Life is sweet at the moment as I’ve been enjoying the beautiful island of Milos in the company of my man, mom and dad. One of my favorite moments of the day is sitting on the terrace in the morning and tucking into a simple breakfast of Greek yoghurt and honey. The view up here (as you know) is pretty spectacular and I never get tired of it.
Mom and dad buy fruit, veggies, eggs and cheese from a local farm down the road. The people are super nice but – as they don’t speak English and we don’t speak much Greek – communication can be a bit complicated. The lady laughs a lot when I don’t understand what she’s saying, which is all the time. I think an extended stay on the island would help me learn the language… a tantalizing prospect!
As I mentioned above, my man and I usually eat light for breakfast but a few days ago he decided to treat me to some eggs. We had picked some up at the local farm and he wanted to make something special with them. I suggested eggs in a hole. He looked at me like I was from Mars.
Never one to shy away from a challenge, my man accepted my explanations and set to work on breakfast. The result was quite simply the best egg in a hole I’ve ever had (sorry mom!). I think the combination of thick-sliced brown multi-grain bread with the fresh eggs is what took this meal over the top. That, and the fact that I got to sit coffee-in-hand while it was being made for me!
So here you go, the recipe for The Man’s deliciously rustic egg in a hole!
It will be one egg per toast so make sure you have enough if you are making breakfast for a group. If you happen to be making these on Milos (stranger things have happened…), I recommend going to Mouratos Bakery where we got our loaf – they have nice bread and a fabulous selection of Greek biscuits!
Start by warming a large pan (medium-high). Slice your loaf to get nice thick slices of bread (about 1.5 – 2 inches). Cut a hole in each slice and reserve the bread from the hole.
Tip: make the holes in a rectangular shape – you’ll be able to use the bread from the holes as soldiers for dunking!
Put a little butter or oil on the pan, add the bread slices as well as the soldiers.
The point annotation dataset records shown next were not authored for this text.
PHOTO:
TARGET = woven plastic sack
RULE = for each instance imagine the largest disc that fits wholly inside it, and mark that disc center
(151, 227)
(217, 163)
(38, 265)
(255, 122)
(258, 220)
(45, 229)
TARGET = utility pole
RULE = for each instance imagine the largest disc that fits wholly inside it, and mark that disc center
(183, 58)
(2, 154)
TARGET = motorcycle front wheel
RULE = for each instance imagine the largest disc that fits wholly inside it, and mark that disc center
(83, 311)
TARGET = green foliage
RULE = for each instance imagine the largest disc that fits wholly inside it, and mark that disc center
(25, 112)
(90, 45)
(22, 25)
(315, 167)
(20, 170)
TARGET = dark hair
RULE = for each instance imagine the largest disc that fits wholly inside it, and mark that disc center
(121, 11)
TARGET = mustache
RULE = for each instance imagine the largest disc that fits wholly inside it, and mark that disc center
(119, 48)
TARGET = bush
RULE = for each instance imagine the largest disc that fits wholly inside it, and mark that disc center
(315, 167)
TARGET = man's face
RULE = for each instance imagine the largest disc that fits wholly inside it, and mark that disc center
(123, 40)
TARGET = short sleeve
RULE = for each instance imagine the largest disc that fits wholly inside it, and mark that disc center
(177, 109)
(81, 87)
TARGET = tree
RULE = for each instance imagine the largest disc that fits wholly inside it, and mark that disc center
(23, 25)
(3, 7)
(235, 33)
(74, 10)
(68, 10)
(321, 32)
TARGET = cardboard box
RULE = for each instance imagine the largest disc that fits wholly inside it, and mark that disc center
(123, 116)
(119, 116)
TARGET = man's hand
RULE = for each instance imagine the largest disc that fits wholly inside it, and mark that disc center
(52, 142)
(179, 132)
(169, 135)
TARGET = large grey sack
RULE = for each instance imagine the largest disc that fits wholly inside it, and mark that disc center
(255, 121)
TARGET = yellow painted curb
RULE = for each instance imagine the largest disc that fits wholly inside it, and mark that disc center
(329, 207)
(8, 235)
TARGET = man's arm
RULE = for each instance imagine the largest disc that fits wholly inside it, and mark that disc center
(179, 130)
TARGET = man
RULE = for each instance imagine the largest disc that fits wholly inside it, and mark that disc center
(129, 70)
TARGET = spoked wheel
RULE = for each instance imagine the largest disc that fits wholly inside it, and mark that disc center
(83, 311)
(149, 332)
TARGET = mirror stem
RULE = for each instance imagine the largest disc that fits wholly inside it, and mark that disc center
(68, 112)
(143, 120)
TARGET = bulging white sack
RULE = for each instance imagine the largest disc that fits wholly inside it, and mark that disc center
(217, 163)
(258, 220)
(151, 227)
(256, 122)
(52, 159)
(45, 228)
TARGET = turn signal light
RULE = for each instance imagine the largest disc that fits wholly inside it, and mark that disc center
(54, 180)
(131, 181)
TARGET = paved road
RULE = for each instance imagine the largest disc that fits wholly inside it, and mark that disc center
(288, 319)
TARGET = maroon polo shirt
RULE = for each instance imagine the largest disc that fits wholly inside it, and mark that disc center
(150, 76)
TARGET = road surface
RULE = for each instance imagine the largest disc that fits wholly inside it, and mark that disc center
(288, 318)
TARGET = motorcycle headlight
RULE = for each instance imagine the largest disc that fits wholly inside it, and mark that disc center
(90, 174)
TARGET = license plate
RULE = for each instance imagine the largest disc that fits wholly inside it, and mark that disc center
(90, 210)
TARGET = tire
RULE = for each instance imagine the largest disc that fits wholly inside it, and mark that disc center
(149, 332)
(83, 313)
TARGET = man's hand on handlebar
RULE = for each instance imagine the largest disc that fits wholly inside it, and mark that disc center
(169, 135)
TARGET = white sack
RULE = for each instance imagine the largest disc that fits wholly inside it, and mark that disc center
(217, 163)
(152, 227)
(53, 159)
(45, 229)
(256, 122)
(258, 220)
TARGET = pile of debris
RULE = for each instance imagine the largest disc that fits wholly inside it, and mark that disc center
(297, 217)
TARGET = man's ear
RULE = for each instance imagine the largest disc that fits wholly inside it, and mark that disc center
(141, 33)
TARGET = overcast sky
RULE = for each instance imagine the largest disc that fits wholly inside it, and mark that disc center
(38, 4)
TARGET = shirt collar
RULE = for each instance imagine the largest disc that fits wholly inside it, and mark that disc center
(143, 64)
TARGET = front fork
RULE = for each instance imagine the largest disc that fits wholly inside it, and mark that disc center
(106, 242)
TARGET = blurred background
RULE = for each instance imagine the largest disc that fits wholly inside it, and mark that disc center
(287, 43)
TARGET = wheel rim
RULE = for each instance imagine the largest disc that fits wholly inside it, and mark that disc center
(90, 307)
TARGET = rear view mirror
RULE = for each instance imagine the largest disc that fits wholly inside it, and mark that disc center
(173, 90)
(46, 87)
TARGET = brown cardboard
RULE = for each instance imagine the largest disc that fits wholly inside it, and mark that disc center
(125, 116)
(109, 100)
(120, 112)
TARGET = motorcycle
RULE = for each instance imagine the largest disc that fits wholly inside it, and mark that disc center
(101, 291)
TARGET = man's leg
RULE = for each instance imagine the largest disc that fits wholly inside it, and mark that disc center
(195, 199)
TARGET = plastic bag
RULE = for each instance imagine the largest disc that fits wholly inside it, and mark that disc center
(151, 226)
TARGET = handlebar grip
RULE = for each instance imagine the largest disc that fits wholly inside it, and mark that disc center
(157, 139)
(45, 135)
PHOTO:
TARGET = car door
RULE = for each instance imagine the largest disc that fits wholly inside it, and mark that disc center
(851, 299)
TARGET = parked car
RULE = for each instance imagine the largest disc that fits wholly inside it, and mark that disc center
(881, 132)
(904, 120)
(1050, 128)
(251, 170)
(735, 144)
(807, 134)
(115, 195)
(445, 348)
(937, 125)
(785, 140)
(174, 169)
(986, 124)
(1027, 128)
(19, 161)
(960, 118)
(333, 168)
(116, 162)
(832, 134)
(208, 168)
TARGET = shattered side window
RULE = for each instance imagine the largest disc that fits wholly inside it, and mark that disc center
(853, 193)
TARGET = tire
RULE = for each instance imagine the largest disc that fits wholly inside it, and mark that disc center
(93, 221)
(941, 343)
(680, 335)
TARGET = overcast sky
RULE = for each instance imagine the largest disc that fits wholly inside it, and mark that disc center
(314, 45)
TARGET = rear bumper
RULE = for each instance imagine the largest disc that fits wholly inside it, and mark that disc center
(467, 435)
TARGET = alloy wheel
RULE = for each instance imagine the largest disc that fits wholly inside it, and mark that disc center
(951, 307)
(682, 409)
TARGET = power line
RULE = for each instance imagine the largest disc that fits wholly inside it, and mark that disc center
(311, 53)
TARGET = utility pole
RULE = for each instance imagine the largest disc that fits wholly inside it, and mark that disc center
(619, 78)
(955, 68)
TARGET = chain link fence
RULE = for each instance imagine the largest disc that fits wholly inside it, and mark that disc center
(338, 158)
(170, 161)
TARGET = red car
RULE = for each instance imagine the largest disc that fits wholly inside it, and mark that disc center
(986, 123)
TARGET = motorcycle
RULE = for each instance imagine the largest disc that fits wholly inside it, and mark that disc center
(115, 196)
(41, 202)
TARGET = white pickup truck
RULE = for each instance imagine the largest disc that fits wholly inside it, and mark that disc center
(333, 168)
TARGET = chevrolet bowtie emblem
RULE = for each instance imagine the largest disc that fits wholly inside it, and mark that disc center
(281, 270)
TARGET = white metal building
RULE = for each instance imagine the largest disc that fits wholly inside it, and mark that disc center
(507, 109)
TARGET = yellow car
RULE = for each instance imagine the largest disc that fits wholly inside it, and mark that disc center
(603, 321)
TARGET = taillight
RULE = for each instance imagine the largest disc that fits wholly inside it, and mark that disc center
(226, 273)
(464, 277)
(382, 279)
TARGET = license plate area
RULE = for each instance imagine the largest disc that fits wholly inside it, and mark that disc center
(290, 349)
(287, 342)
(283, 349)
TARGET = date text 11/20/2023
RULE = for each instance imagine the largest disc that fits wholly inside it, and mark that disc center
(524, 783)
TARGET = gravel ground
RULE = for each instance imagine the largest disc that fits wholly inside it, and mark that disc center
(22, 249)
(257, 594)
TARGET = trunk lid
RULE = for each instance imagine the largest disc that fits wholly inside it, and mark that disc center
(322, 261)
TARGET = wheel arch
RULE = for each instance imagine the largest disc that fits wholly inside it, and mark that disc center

Let the bread toast a little then flip it over.
When both sides are a little toasted, crack an egg into each of the holes. If you are unsure of your egg-cracking skills, no one will make fun if you crack your egg in a dish, remove any eggshell bits and pour it into the hole. Crunchy eggs are not a thing.
At the same time, turn the soldiers over periodically so that they toast on all sides.
When you see that the whites of the egg are starting to cook through (ie. not just cooked on the bottom of the hole), flip the toasts. Do this gently in order to keep the yolks intact. This is the tricky bit.
Let cook for another 2 or 3 minutes, then remove from the pan. Serve with the soldiers. Season with salt and pepper.
Give the chef a big kiss and enjoy your eggs.